Only 50% farmers benefited from farm loan waivers, finds study
What’s in the news?
- A study conducted by State Bank of India’s researchers has revealed that only about half of the intended beneficiaries of farm loan waivers announced by nine States since 2014, have actually received debt write-offs.
- As of March 2022, the poorest implementation of farm loan waiver schemes in terms of proportion of eligible farmers who had received the announced benefits, were in Telangana (5%), Madhya Pradesh (12%), Jharkhand (13%), Punjab (24%), Karnataka (38%) and Uttar Pradesh (52%).
- By contrast, farm loan waivers implemented by Chhattisgarh in 2018 and Maharashtra in 2020, were received by 100% and 91% of the eligible farmers, respectively. A similar waiver announced by Maharashtra in 2017 worth ₹34,000 crore for 67 lakh farmers, has been implemented for 68% of beneficiaries.
- The SBI study was based on outcomes of ten farm loan write-offs worth about ₹2.53 lakh crore announced by nine States, starting with Andhra Pradesh and Telangana in 2014. As many as 92% of Andhra Pradesh’s 42 lakh farmers eligible for loan waivers had benefited, while the number was a mere 5% for Telangana.

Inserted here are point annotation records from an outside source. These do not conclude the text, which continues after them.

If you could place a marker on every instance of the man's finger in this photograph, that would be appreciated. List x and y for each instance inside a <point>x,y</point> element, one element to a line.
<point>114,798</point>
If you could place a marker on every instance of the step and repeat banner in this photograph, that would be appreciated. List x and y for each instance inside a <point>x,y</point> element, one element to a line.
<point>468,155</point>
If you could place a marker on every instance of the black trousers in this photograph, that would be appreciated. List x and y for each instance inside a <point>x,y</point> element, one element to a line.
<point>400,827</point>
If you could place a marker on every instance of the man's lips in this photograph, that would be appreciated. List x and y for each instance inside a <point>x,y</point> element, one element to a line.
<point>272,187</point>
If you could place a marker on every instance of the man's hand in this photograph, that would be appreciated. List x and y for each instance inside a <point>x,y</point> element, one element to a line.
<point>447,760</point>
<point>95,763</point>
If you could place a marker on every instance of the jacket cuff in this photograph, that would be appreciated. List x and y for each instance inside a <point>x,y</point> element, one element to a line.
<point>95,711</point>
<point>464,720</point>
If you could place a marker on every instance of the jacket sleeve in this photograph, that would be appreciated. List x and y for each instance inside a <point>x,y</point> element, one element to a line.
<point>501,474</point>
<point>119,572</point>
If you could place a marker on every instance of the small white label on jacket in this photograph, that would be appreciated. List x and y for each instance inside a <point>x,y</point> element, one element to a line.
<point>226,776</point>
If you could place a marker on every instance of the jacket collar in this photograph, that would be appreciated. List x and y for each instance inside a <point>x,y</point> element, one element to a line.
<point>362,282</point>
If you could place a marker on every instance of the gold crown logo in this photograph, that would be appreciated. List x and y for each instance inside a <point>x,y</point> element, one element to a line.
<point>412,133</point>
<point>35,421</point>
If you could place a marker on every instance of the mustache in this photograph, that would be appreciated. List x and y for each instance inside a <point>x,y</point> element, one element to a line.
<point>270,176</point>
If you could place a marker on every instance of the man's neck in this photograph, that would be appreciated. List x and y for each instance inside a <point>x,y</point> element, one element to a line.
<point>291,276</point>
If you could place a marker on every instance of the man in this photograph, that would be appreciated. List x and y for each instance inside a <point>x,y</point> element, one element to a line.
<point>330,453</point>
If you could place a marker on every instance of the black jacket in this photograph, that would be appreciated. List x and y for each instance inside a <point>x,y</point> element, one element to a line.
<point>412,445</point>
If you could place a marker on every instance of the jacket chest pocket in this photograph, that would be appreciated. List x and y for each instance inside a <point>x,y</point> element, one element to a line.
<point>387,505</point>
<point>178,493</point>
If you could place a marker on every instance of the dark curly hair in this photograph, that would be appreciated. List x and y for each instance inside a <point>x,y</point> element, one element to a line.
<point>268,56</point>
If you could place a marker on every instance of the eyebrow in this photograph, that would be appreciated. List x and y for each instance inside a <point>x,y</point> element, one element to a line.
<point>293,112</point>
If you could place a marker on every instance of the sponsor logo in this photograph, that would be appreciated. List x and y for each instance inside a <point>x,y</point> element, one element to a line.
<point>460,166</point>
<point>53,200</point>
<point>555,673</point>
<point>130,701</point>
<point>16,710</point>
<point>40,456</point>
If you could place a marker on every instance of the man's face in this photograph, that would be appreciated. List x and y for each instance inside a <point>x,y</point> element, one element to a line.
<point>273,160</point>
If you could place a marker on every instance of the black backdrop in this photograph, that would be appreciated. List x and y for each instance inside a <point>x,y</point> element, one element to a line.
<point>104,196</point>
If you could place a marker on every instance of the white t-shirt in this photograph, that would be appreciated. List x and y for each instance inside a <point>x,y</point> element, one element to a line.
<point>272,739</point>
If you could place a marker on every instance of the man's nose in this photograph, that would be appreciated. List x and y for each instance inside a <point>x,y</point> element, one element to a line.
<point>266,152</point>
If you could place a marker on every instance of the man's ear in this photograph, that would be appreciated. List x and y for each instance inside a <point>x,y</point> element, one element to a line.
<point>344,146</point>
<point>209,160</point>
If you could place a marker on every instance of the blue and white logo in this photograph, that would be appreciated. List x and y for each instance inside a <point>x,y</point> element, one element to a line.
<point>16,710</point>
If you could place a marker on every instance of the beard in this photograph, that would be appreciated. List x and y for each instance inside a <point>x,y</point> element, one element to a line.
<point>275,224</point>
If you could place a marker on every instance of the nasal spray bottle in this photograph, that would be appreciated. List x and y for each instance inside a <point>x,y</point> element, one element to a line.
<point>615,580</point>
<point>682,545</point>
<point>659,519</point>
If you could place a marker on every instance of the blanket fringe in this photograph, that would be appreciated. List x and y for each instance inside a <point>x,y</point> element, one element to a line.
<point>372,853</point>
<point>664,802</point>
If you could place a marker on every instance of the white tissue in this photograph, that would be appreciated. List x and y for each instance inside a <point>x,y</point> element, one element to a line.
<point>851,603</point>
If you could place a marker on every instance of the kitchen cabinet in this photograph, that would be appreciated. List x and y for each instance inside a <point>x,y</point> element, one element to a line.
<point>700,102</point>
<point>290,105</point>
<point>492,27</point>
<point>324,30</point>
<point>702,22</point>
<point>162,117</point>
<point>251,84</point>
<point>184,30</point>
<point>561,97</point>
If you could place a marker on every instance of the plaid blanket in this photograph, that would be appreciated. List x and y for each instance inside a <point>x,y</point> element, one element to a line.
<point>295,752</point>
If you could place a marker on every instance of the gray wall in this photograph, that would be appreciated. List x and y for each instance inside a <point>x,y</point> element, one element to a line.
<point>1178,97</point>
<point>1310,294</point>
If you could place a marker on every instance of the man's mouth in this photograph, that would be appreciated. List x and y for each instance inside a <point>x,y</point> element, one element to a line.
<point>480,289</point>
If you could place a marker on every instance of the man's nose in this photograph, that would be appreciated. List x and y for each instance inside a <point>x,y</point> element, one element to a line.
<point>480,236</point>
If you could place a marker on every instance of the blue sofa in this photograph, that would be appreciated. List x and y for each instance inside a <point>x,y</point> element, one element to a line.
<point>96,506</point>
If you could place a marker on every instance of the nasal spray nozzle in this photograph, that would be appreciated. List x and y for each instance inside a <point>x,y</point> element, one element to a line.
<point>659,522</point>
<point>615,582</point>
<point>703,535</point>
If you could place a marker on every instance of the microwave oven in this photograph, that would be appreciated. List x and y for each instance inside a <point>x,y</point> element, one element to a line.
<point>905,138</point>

- The study noted that despite much hype and political patronage, farm loan waivers by States have failed to bring respite to intended subjects, sabotaging credit discipline in select geographies and making Banks and financial institutions wary of further lending.
Possible reasons
- The report identified rejection of farmers’ claims by State Governments, limited or low fiscal space to meet promises, and change in Governments in subsequent years, as the possible reasons for the low implementation rate of these loan waivers, whose frequency and scale have seen an unprecedented surge in the past eight years.
- Apart from benefits not reaching the targeted farmers, the report also flagged concerns about whether they actually help farmers in genuine distress.
- The report concluded that loan waivers destroy the credit culture which may harm the farmers’ interest in the medium to long term and also squeeze the fiscal space of governments to increase productive investment in agriculture infrastructure.